The Flo Rida case isn't isolated. Here are other notable celebrity endorsement disputes:
- 50 Cent vs. Sleek Audio: Rapper 50 Cent sued headphone maker Sleek Audio over a failed endorsement deal, eventually winning a $17.2 million judgment
- Kylie Jenner and Snapchat: While not a lawsuit, Jenner's public comment about Snapchat wiped $1.3 billion from the company's value, showing the power of celebrity influence
- Kim Kardashian and Skechers: Settled a class action over misleading endorsement claims for $40 million
- Taylor Swift and Radio DJ: Swift won a symbolic $1 in a groping lawsuit, making the case about principle rather than money
What makes the Flo Rida case unique is the equity component. Most endorsement disputes involve flat fees or royalties. Disputes over equity stakes in companies that later become wildly successful are rare.
This verdict sends a message to companies: if you promise a celebrity equity in your company, you better follow through. Juries will calculate damages based on what those shares would have been worth, not what you paid at the time.
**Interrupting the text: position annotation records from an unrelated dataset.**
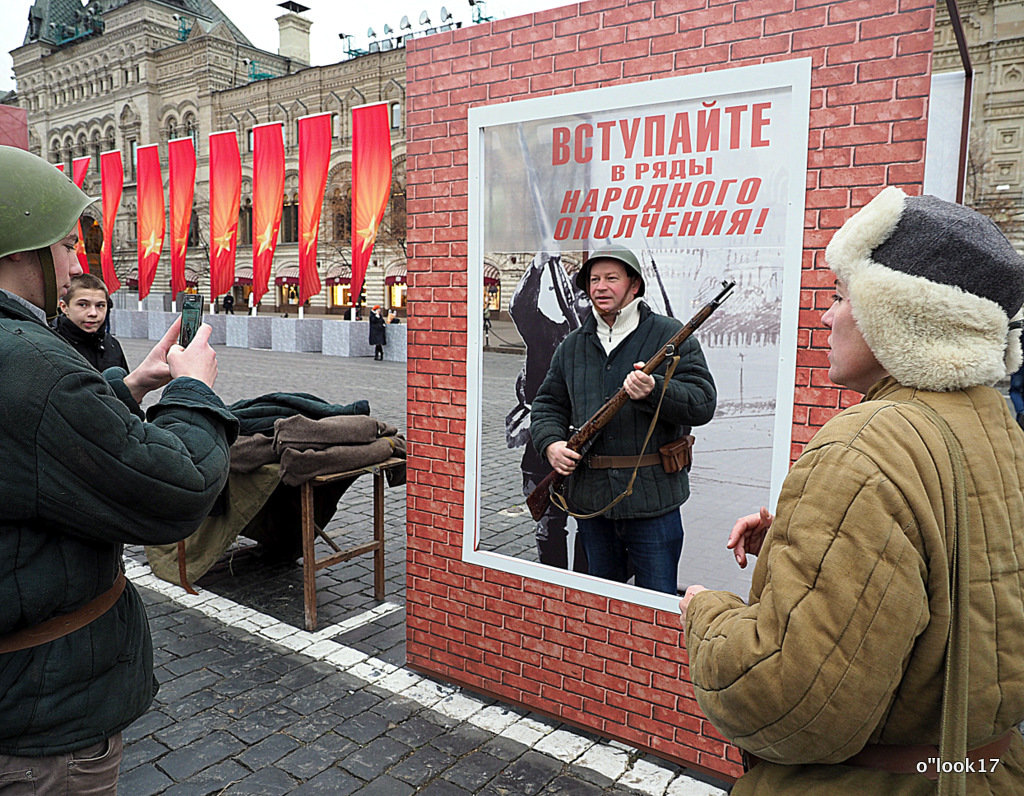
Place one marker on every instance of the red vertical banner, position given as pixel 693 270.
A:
pixel 112 183
pixel 314 158
pixel 225 194
pixel 268 193
pixel 80 166
pixel 181 179
pixel 371 183
pixel 150 218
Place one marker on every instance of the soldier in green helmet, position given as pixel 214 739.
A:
pixel 83 475
pixel 642 530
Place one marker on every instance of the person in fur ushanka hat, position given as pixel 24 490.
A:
pixel 830 676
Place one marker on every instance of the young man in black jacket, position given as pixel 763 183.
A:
pixel 83 475
pixel 84 323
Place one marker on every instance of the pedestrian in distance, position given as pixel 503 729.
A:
pixel 378 333
pixel 84 323
pixel 886 614
pixel 83 475
pixel 644 528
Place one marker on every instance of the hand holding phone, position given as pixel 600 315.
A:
pixel 192 318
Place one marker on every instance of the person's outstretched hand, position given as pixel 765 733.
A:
pixel 153 372
pixel 199 361
pixel 749 534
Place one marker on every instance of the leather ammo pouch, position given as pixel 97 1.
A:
pixel 678 454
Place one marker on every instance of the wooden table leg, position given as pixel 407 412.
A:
pixel 379 534
pixel 308 555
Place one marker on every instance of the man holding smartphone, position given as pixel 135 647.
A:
pixel 83 475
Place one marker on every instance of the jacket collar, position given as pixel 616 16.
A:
pixel 14 305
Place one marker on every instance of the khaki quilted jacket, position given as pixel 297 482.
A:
pixel 843 640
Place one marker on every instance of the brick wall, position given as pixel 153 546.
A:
pixel 613 667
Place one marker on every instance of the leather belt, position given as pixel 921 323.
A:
pixel 56 627
pixel 909 759
pixel 627 462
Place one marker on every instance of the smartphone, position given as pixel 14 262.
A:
pixel 192 318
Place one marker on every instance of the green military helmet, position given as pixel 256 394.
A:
pixel 625 256
pixel 38 204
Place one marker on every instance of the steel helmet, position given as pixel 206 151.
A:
pixel 38 204
pixel 625 256
pixel 38 207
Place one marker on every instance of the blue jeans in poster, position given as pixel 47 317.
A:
pixel 651 545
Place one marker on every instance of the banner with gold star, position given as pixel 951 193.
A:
pixel 150 215
pixel 79 167
pixel 314 158
pixel 268 190
pixel 181 186
pixel 112 177
pixel 371 183
pixel 225 195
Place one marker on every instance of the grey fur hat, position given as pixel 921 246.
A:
pixel 934 286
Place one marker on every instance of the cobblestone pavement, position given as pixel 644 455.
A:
pixel 250 703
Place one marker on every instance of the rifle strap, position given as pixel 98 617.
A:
pixel 559 501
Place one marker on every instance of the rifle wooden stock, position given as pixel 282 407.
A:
pixel 538 500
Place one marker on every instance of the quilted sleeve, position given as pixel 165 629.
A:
pixel 808 671
pixel 103 473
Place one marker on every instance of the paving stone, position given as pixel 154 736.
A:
pixel 184 763
pixel 385 786
pixel 474 770
pixel 461 739
pixel 177 735
pixel 333 782
pixel 143 780
pixel 424 764
pixel 354 704
pixel 373 759
pixel 363 728
pixel 268 751
pixel 415 730
pixel 309 760
pixel 569 786
pixel 267 782
pixel 528 774
pixel 442 788
pixel 146 750
pixel 147 723
pixel 255 726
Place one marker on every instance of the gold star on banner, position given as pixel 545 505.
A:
pixel 369 235
pixel 264 239
pixel 308 239
pixel 223 242
pixel 154 245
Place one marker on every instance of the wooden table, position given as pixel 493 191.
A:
pixel 310 563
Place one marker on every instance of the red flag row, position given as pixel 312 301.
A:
pixel 371 186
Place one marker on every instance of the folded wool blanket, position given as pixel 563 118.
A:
pixel 257 416
pixel 299 466
pixel 304 433
pixel 251 453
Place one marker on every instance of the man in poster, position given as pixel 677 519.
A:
pixel 642 526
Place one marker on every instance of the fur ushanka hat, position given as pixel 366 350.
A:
pixel 933 287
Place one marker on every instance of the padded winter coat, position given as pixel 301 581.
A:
pixel 81 476
pixel 583 377
pixel 843 642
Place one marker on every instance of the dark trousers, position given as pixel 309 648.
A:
pixel 652 546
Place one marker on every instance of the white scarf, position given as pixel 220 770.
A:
pixel 627 320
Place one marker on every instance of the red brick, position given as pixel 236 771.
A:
pixel 860 9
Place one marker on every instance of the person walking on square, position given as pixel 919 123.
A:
pixel 83 475
pixel 84 323
pixel 378 333
pixel 644 529
pixel 886 614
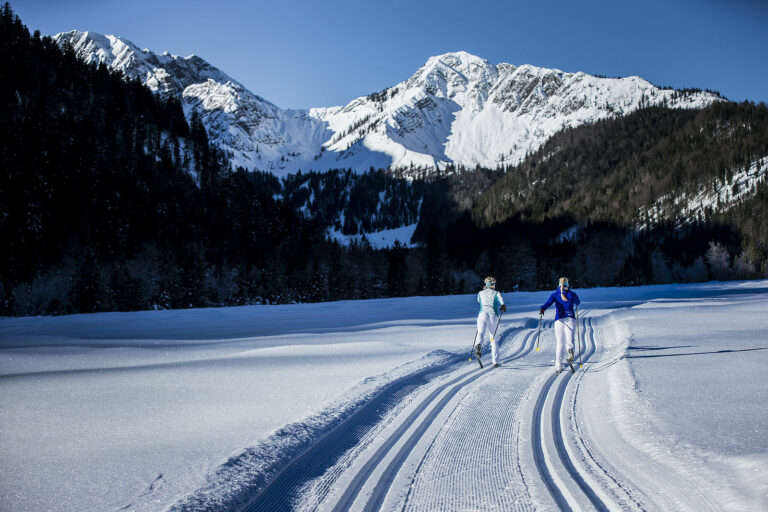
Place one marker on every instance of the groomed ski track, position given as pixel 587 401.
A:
pixel 517 437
For celebrities and their managers, the lesson is equally clear. Get everything in writing. Have lawyers document equity promises with formal stock agreements, vesting schedules, and transfer provisions.
The Flo Rida verdict may become a reference point in entertainment law for decades.
Frequently Asked Questions
How much did Flo Rida win in his lawsuit against Celsius?
Flo Rida won $82.6 million from a Broward County jury in January 2024.
The award included roughly $8.8 million in unpaid endorsement fees and $73.8 million in equity-related damages.
The amount is subject to change pending the outcome of Celsius's appeal.
Has Celsius paid Flo Rida the $82 million verdict?
No public confirmation of full payment has been made as of early 2026.
Celsius filed an appeal and likely posted a bond to delay payment during the appellate process.
If the appeal fails, Celsius will owe the full amount plus post-judgment interest accrued since January 2024.
What was the Flo Rida Celsius lawsuit about?
The lawsuit accused Celsius of breaching an endorsement agreement that included cash payments, royalties, and an equity stake in the company.
Flo Rida helped promote Celsius starting around 2014 when the brand was small.
He alleged the company cut him out after becoming a billion-dollar brand.
Is Celsius appealing the Flo Rida verdict?
Yes, Celsius filed post-trial motions and pursued an appeal through Florida's court system.
The company argues the damages were excessive and that no formal equity agreement existed.
A decision on the appeal is expected sometime in 2026 or 2027.
Did Flo Rida own equity in Celsius?
Flo Rida was promised an equity stake in Celsius as part of his endorsement deal, but the company never transferred the shares.
The jury agreed that the equity promise was part of a binding agreement.
The denied equity stake accounted for approximately $73.8 million of the total verdict.
This case is a textbook example of what happens when a company outgrows its early partners and tries to leave them behind. The $82.6 million verdict stands as one of the most significant celebrity endorsement rulings in American history.
If you're following this case, keep an eye on Florida's appellate court docket for updates. The appeal decision could come down at any point in 2026, and it will determine whether Flo Rida collects the full amount or a reduced figure.
The bottom line: handshake deals can hold up in court, but written agreements are always better. This case proves that.